Bots, spiders and other crawlers hitting your dynamic pages can cause extensive resource (memory and cpu usage) and consequently high load on the server, and slow down your sites. How do you reduce server load from bots, spiders and other crawlers?

By creating a "robots.txt" file at the root of your site/domain, you can tell search engines what content on your site they should and should not index. This can be helpful, for example, if you want to keep a portion of your site out of the Google search engine index. We also offer this in our web panel: https://panel.dreamhost.com/index.cgi?tree=goodies.robots&

Note that this file is meant as a suggestion to compliant search engines only, and does not prevent all search engines (or other similar tools, such as email/content scrapers) from accessing the content or making it available. However, most of the major engines respect robots.txt directives.

Use Caution

Blocking all bots (User-agent: *) from your entire site (Disallow: /) will get your site de-indexed from search engines. Also note that bad bots will likely ignore your robots.txt file, so you may want to block their user-agent with .htaccess.

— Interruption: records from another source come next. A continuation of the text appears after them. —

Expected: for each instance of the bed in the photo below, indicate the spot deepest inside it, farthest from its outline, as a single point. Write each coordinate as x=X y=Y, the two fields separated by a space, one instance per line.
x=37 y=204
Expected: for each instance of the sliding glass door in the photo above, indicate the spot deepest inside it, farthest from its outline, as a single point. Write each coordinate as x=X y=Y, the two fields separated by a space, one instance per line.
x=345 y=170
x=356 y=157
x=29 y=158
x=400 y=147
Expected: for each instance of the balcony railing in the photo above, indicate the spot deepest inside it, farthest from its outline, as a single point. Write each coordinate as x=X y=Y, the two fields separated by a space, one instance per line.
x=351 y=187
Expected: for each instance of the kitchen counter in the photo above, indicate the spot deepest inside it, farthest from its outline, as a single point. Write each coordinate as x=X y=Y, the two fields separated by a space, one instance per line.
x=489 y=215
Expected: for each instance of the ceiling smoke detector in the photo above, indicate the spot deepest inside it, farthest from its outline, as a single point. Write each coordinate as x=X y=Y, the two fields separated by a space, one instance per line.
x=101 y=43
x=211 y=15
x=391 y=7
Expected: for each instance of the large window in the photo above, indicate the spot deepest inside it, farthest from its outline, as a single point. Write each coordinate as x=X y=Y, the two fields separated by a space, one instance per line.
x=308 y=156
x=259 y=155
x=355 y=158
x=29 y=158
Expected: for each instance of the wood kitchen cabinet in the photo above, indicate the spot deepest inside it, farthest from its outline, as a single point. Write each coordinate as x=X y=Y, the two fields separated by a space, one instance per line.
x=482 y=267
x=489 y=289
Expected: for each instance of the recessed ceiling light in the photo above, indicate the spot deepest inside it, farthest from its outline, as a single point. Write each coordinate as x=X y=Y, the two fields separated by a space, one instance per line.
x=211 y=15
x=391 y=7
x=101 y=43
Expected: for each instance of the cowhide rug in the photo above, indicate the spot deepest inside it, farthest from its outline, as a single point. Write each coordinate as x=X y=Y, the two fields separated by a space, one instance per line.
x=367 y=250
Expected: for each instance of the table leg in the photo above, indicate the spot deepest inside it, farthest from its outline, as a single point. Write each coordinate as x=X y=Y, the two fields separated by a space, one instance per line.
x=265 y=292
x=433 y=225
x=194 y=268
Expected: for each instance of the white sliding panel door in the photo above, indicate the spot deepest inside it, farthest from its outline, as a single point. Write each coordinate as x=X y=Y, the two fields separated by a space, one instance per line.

Bad bots may also use your robots.txt file as a target list, so you may want to skip listing directories in robots.txt. Bad bots may also use false or misleading user-agents, so blocking user-agents with .htaccess may not work as well as anticipated.

If you don't want to block anyone, this is a good default robots.txt file:

User-agent: *
Disallow:

(But of course you might as well remove robots.txt in this case, if you don't mind 404 requests in your logs.) Beyond that, I'd recommend only blocking specific user-agents and files/directories, rather than *, unless you're 100% sure that's what you want.

Blocking Robots

The problem may be that Google, Yahoo or another search engine bot is busily over-browsing your site. (This is the sort of problem that feeds on itself; if the bot is not able to complete its search because of lack of resources, it may launch the same search over and over again.)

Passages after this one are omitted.